Saturday, September 18, 2021

14

 

GIANTS       96-52                      Backatcha with a last-ditch win.
LA                 94-54   2   GB        Castillo costs 'em a game in the standings.

Yesterday
Giants defeated Atlanta, 6-5, a walk-off win in 11 innings.
LA lost at Cincinnati, 3-1.

Today
Giants host Atlanta; 6:05 PDT, 9:05 EDT at the O. Alex Wood returns from the IL and faces Charlie Morton, 13-5 on the year.
LA is at Cincinnati, an afternoon game with mighty Max Scherzer going against Sonny Gray.

Last Night's Game
The Giants were down to their last man off the bench in the bottom of the ninth as Donovan Solano, fresh off the IL, stood in at the plate and Curt Casali waited in the on-deck circle. The shock waves from the top of the ninth-- when Tyler Rogers gave up a three-run homer to Travis d'Arnaud that put the Braves ahead, 5-4-- had yet to subside, and Solano looked overmatched at the plate against former Giant Will Smith. Dave Fleming on KNBR tried to whip up a little hope: "He's got some power... he could run into one."  Seeing nothing but breaking balls, down to the Giants' last strike, Solano turned on a 2-2 pitch and yanked it down the left-field line-- and just over fence and into the seats. Tie game. The crowd went wild as Solano circled the bases with the Giants' 16th pinch-hit home run in this season like no other.

It shouldn't have come to that. Logan Webb set down another masterful start over 7 innings, allowing six hits and striking out nine. He gave up two runs in the first on RBI leader Adam Duvall's double, and after that it was crickets the rest of the way. Then Dominic Leone set 'em down in order in the eighth. It was 4-2 Giants, courtesy of home runs by LaMonte Wade (into the Bay) and the Brandons, Belt and Crawford, as Rogers came out to close. As you may have gathered by now, Rogers didn't have it. Every ball was hit hard: two line-drive singles and two line-drive outs before d'Arnaud turned the game around with his blast.

And so it went to the tenth after Casali struck out following Solano's homer. Tony Watson, unfazed by Thursday's meltdown, got 'em 1-2-3 in the top, though the "3" required Steve Duggar to make a full-speed wall-slamming catch of Freddie Freeman's long drive. Advantage Giants, with the designated runner on second and the heart of the order up. But they managed to waste it, as reliever Tyler Matzek followed two intentional walks with two ground-ball outs. And that "last man off the bench" situation came to the forefront in the eleventh after Camilo Doval had stifled the Braves in the top of the frame.
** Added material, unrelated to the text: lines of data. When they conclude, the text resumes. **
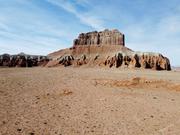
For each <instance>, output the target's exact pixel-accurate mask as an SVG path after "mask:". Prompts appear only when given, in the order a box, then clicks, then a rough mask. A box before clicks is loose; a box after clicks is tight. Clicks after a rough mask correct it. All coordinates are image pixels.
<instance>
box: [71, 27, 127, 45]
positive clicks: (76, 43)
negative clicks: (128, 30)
mask: <svg viewBox="0 0 180 135" xmlns="http://www.w3.org/2000/svg"><path fill="white" fill-rule="evenodd" d="M76 45H123V46H124V45H125V43H124V34H122V33H120V32H119V31H118V30H112V31H110V30H107V29H106V30H104V31H101V32H97V31H94V32H89V33H81V34H80V35H79V37H78V39H75V40H74V43H73V46H76Z"/></svg>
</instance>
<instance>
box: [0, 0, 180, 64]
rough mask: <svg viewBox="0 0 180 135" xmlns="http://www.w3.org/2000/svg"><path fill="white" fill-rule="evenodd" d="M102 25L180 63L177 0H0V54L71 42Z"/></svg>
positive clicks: (179, 10) (139, 47)
mask: <svg viewBox="0 0 180 135" xmlns="http://www.w3.org/2000/svg"><path fill="white" fill-rule="evenodd" d="M104 29H118V30H119V31H120V32H122V33H124V34H125V38H126V40H125V41H126V46H127V47H128V48H131V49H133V50H135V51H145V52H159V53H161V54H163V55H165V56H167V57H168V58H170V61H171V64H172V65H173V66H180V47H179V46H180V1H179V0H0V54H3V53H10V54H17V53H20V52H24V53H27V54H41V55H47V54H48V53H50V52H53V51H57V50H59V49H63V48H68V47H71V46H72V44H73V39H75V38H77V36H78V34H79V33H82V32H89V31H94V30H97V31H101V30H104Z"/></svg>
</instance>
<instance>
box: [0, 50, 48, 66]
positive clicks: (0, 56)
mask: <svg viewBox="0 0 180 135" xmlns="http://www.w3.org/2000/svg"><path fill="white" fill-rule="evenodd" d="M48 61H49V58H48V57H47V56H38V55H27V54H24V53H20V54H17V55H9V54H3V55H0V66H3V67H33V66H45V65H46V64H47V63H48Z"/></svg>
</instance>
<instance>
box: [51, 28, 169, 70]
mask: <svg viewBox="0 0 180 135" xmlns="http://www.w3.org/2000/svg"><path fill="white" fill-rule="evenodd" d="M49 57H51V58H52V59H53V60H52V61H53V62H52V61H51V62H49V63H48V64H47V66H48V67H51V66H58V65H63V66H65V67H67V66H88V67H94V66H101V67H102V66H103V67H110V68H112V67H115V68H142V69H154V70H171V65H170V61H169V59H168V58H166V57H164V56H163V55H161V54H159V53H152V52H135V51H132V50H131V49H129V48H127V47H125V42H124V35H123V34H122V33H120V32H119V31H118V30H112V31H110V30H105V31H102V32H97V31H95V32H89V33H82V34H80V35H79V37H78V38H77V39H75V40H74V43H73V47H72V48H69V49H64V50H60V51H58V52H55V53H52V54H49Z"/></svg>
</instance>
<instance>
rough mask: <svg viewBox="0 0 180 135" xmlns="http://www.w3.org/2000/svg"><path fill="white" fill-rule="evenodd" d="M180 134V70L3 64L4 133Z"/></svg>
mask: <svg viewBox="0 0 180 135" xmlns="http://www.w3.org/2000/svg"><path fill="white" fill-rule="evenodd" d="M56 134H57V135H180V72H175V71H170V72H168V71H160V72H159V71H152V70H127V69H123V70H120V69H104V68H103V69H100V68H98V69H95V68H83V67H81V68H72V67H68V68H63V67H58V68H0V135H56Z"/></svg>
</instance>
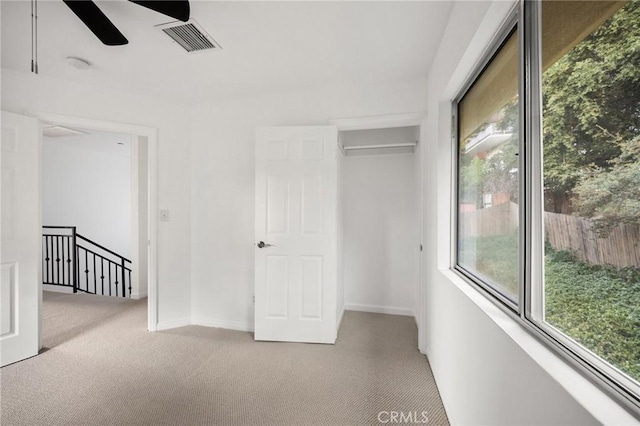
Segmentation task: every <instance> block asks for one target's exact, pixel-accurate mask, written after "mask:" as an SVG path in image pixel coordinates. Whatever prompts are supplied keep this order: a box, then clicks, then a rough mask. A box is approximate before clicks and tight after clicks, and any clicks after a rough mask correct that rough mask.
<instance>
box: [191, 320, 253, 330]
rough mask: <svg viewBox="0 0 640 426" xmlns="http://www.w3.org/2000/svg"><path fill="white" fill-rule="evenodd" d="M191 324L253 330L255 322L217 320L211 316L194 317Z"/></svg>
mask: <svg viewBox="0 0 640 426" xmlns="http://www.w3.org/2000/svg"><path fill="white" fill-rule="evenodd" d="M191 324H193V325H201V326H204V327H215V328H225V329H227V330H235V331H253V324H247V323H245V322H239V321H225V320H215V319H210V318H192V319H191Z"/></svg>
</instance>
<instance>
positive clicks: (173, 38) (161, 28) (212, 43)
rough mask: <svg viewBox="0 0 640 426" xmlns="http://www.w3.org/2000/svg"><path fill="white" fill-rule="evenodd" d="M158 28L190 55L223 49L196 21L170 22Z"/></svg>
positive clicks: (162, 25)
mask: <svg viewBox="0 0 640 426" xmlns="http://www.w3.org/2000/svg"><path fill="white" fill-rule="evenodd" d="M157 27H158V28H160V29H161V30H162V32H164V33H165V34H166V35H168V36H169V37H171V38H172V39H173V41H175V42H176V43H178V44H179V45H180V46H182V48H183V49H184V50H186V51H187V52H189V53H191V52H200V51H202V50H211V49H216V50H220V49H222V48H221V47H220V45H219V44H218V43H216V41H215V40H214V39H213V38H211V36H210V35H209V34H207V32H206V31H205V30H203V29H202V27H201V26H200V25H199V24H198V23H197V22H196V21H195V20H194V19H190V20H189V21H187V22H181V21H176V22H170V23H168V24H162V25H158V26H157Z"/></svg>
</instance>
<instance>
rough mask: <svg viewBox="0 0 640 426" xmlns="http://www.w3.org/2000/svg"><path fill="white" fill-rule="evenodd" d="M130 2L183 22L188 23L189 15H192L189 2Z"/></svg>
mask: <svg viewBox="0 0 640 426" xmlns="http://www.w3.org/2000/svg"><path fill="white" fill-rule="evenodd" d="M129 1H130V2H131V3H135V4H137V5H140V6H143V7H146V8H147V9H151V10H154V11H156V12H159V13H162V14H163V15H167V16H171V17H172V18H175V19H178V20H180V21H183V22H187V21H188V20H189V15H190V13H191V10H190V7H189V0H166V1H163V0H159V1H138V0H129Z"/></svg>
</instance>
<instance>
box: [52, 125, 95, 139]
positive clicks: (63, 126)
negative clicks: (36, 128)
mask: <svg viewBox="0 0 640 426" xmlns="http://www.w3.org/2000/svg"><path fill="white" fill-rule="evenodd" d="M87 134H88V133H87V132H84V131H82V130H78V129H71V128H69V127H64V126H56V125H51V126H45V127H44V128H43V129H42V136H44V137H47V138H62V137H66V136H77V135H87Z"/></svg>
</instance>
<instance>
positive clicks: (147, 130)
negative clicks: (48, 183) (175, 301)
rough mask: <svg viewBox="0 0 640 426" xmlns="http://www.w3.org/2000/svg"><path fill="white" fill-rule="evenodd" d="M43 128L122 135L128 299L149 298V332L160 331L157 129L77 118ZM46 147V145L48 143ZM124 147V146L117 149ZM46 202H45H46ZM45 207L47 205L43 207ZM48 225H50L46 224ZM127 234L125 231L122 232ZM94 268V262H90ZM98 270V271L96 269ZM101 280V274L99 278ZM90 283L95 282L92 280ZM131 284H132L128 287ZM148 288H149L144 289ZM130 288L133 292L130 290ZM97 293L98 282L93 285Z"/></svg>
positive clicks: (38, 117)
mask: <svg viewBox="0 0 640 426" xmlns="http://www.w3.org/2000/svg"><path fill="white" fill-rule="evenodd" d="M38 119H39V120H40V123H41V127H42V128H43V129H46V128H48V127H51V126H57V127H62V128H67V129H80V131H84V132H87V133H90V134H98V135H111V136H113V135H119V137H116V138H112V141H111V143H112V144H115V146H112V147H111V148H112V149H119V148H124V149H128V153H127V155H126V161H128V162H129V164H130V176H129V179H128V183H129V185H130V189H131V190H130V193H129V197H128V199H129V201H130V203H129V204H130V208H129V209H128V210H129V212H128V213H127V214H125V215H126V216H128V217H127V219H128V222H129V225H128V228H129V238H128V240H129V247H128V249H129V253H130V258H129V259H128V260H130V261H131V264H132V266H133V267H132V268H130V269H131V272H128V274H129V275H130V278H129V281H127V278H128V277H127V278H123V279H122V280H121V282H120V284H119V286H118V287H120V285H121V284H122V282H123V281H124V282H126V283H127V286H126V289H124V290H123V291H127V293H126V296H127V297H130V298H133V299H144V298H145V297H146V298H147V301H146V306H147V328H148V330H149V331H155V330H156V329H157V272H156V271H157V242H156V235H157V215H156V212H157V160H156V158H157V131H156V129H153V128H149V127H144V126H136V125H130V124H125V123H114V122H105V121H100V120H92V119H84V118H77V117H68V116H59V115H53V114H51V115H50V114H40V115H39V116H38ZM45 143H46V142H45ZM118 143H122V145H118ZM43 201H44V200H43ZM43 204H44V203H43ZM44 225H47V223H44ZM121 232H124V231H121ZM88 263H89V264H90V265H93V264H92V262H91V260H89V261H88ZM96 269H98V267H96ZM96 275H97V276H98V274H96ZM89 280H90V281H91V280H93V277H92V276H90V277H89ZM129 283H130V284H129ZM145 284H146V285H145ZM129 285H130V287H131V289H130V290H129ZM94 289H95V282H94ZM40 321H42V312H40Z"/></svg>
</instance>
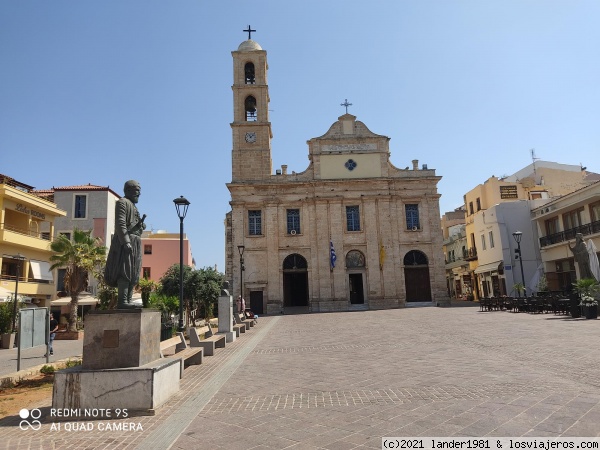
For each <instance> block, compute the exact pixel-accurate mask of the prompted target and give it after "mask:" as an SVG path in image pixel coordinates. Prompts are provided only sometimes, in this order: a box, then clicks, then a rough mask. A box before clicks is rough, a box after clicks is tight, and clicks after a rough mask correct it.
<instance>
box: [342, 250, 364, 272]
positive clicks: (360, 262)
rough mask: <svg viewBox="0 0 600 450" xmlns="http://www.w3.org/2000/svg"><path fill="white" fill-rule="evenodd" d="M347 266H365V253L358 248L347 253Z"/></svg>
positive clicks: (347, 266)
Crawford started the inning on second, and immediately took third as pitcher Brandon Webb threw an attempted pickoff into center field. Atlanta's third intentional walk of the game put Evan Longoria at first. Steven Duggar flied out to left, not enough for Crawford but enough for Longo to take second. Sure enough, here came the fourth intentional walk, to Solano, bringing up the pitcher's spot with the Giants out of pinch-hitters. Not only that, but the one pitcher on the team we all know can hit had already been pulled-- Logan Webb. So here came Kevin Gausman. Why not? He bats left and Brandon Webb throws right. And he can take a pitch. He took five, working the count full. Knowing Webb had to come in or lose the game, Gausman made solid contact, sailing a fly ball to medium right. Joc Pederson gloved it, Crawford took off for the plate, and he just did beat Pederson's strong throw with a headfirst slide. Game over.

"That's the coolest thing I've ever done in my career," said Gausman afterward. 

"I'm jealous," said Webb to Gausman.

"Resilient," said Mike Krukow in the broadcast booth. 


Notes
Rogers was tabbed to close because Jake McGee just went on the IL with an oblique strain. It don't get any easier, do it?... Belt's homer was his 26th of the year and he has a shot at becoming the first Giant to hit 30 since Barry Bonds in 2004... Castillo, loser of fifteen games this year, really pitched well against LA: ten strikeouts over six-plus shutout innings, five hits and two walks. The Reds are right behind St Louis and just ahead of San Diego in the wild-card scramble... The loss cut Atlanta's lead to two over Philadelphia, who won their third straight. Both the Phillies and the New York Mets are closer to the division lead than to the wild-card... The AL wild-card tug-o-war between Boston, the Yankees, and Toronto has all three of 'em within one game. Oakland and Seattle look like spectators at this point... Duvall's first-inning double off Webb gives him a league-leading 103.